Era todo tan raro y tan diferente. Dos enemigos naturales besándose en una cocina. El hombre que creyó que la despreciaba, adorándola, desando besarla, tocarla. El hombre que ella más había despreciado, haciéndole sentir cosas que nunca antes sintió. Tuvo deseos de salir corriendo de nuevo, pero entonces se obligó a sí misma a encarar las cosas, a asumirlas. Ella siempre asumía los retos. Cuando su madre los dejó con un padre borracho, que se gastaba todo lo que ganaba en licor, y se dio cuenta de que en sus hombros habían recaído todas las responsabilidades de la casa, lo asumió con tristeza, pero también con valentía. Cuando no fue capaz de aceptar los avances de Orlando Riveros sobre ella, renunció a trabajar en su casa aun sabiendo que podía morir de hambre no sólo ella, sino también sus hermanos; lo hizo con miedo, pero también con determinación. Ahora este hombre, tan diferente, de otra cuna y otra educación le estaba diciendo que la amaba, y era tan cristalino, que ella podía ver hasta el fondo mismo que todo era verdad.
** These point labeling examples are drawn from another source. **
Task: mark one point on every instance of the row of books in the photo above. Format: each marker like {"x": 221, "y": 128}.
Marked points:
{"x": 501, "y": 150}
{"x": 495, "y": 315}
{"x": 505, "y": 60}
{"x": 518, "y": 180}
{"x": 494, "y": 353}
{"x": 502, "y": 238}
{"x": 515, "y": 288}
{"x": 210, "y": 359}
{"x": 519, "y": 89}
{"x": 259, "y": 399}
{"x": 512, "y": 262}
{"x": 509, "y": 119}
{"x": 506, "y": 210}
Si ella lo aceptaba, esto conduciría a un destino largo y juntos... pero a la vez, alrededor se alzarían guerras de poder y egoísmo.

Sin embargo, en esta ocasión tenía que detenerse a pensar, porque era su corazón el que estaba en juego, y el corazón de él.

Sin decir nada, se giró y salió de la cocina. Ella no lo sabía, pero Carlos había comprendido en esa mirada desnuda que le había dirigido que tenía miedo.

También él, pensó. Pero más miedo le daba una vida sin ella.

-Pasó algo? —le preguntó Ángela cuando la mayoría de los invitados se hubo ido. Ana y sus hermanos, como siempre, se habían quedado, a pesar de que todos le habían ofrecido llevarla. Ahora estaban a solas, Juan José estaba en el piso de abajo, revisando las cerraduras de puertas y ventanas, mientras Ana se instalaba en la habitación que siempre ocupaba cuando se quedaba a pasar la noche aquí, y que Carlos había usado aquella vez.

—Algo como qué?

—Ana, no te hagas la loca —insistió Ángela—. Tú y Carlos se quedaron solos en la cocina por un buen rato. Hablaron? —Ana dejó salir el aire.

—Sí, hablamos.

—Y? —Ana se sacó la blusa que había usado en la fiesta, quedándose en ropa interior delante de su amiga. Ángela la vio, y casi envidió su cuerpo tan delgado. Ella, por el contrario, estaba como una casa.

—Y... —contestó Ana, casi a regañadientes. Buscó una pijama que siempre dejaba aquí para estas ocasiones, y se la puso—. Y nada.

—Nada? —Ana cerró sus ojos.

—Ángela... ni yo misma sé... lo que hay, no sabría ponerlo en palabras... Pero bueno, algo que sí es claro es que lo besé...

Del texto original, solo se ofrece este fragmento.